Some nights the stars feel very close. Tonight they are impossibly distant, hung high in the dark sky. The moon is a silver sickle, and there is frost coming. The call of the owl makes me pause, and cock my head to listen again. She is part of this chill night – the soundtrack to winter.

 

We don’t see her often, though we hear her. Sometimes she swoops ahead of us down the lane, massive and silent. Once we found the imprint where her wings had kissed the snow as she plunged her sharp talons into some small mammal. The spring this year was mild and dry, so our owl will eat well this winter.

Flower faced sister
Swooping silent bringing death
Calling frost and stars

Why do I write? 

The word "why" in the English language has a double meaning - "for what reason?" and "with what purpose?". So why do I write?

 

I spent my professional life listening to people's stories, and helping them construct them in ways that made sense to them and to others. That meant listening intently, testing out ideas and being very precise with language. So when it came to thinking about my own life, writing it out seemed to make sense. I started off journaling and blogging - but, honestly, I bored myself with what I was writing - I couldn't expect anyone else to read it. Then I decided to do NaPoWriMo, and the whole poetry thing just made sense for me. I was paying attention to the world, I was making sense of it, I was using language precisely. It was really exciting. 

 

What's my purpose in writing, then?
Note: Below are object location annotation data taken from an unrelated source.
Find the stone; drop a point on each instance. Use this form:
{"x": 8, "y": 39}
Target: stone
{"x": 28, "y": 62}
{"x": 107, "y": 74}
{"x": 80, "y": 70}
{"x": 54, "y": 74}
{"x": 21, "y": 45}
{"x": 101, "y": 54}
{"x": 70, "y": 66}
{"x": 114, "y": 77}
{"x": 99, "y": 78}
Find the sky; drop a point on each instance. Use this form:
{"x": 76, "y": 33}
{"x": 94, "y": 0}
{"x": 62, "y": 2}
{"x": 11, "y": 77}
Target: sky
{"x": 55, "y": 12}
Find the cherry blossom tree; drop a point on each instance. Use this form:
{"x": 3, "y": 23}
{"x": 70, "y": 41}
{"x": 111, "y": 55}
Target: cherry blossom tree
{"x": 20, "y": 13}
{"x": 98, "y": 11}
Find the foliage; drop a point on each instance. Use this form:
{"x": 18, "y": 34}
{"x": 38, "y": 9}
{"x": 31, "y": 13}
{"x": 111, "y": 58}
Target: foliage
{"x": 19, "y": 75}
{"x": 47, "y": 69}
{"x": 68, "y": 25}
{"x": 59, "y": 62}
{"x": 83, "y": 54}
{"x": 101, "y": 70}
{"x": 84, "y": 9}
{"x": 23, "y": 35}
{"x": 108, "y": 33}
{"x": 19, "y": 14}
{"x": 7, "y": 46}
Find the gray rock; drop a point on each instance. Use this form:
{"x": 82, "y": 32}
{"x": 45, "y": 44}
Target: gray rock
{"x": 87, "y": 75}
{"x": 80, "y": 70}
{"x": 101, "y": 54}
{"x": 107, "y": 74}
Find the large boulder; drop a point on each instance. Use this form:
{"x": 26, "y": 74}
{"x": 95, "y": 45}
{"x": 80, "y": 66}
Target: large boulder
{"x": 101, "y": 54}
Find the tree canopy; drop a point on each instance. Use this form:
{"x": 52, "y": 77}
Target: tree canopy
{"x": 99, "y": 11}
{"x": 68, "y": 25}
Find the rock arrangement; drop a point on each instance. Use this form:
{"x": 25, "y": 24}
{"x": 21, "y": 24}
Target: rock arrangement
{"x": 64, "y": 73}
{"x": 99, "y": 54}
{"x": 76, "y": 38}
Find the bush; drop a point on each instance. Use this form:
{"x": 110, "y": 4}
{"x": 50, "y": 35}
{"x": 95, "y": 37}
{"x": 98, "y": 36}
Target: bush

What keeps me going? I'm not an academic poet, I don't have much technical knowledge, but I have read the odd  book on poetry over the last few years. The thing that stayed with  me was a few lines from The Haiku Handbook by William Higginson: it is hard to tell you how I am feeling. Perhaps if I share with you the event that made me aware of these feelings, you will have similar feelings of your own. 

 

I want my readers to stand next to me and to experience something of what I'm experiencing. I want them to feel, to know, to understand something about the world or about themselves. Maybe even about me.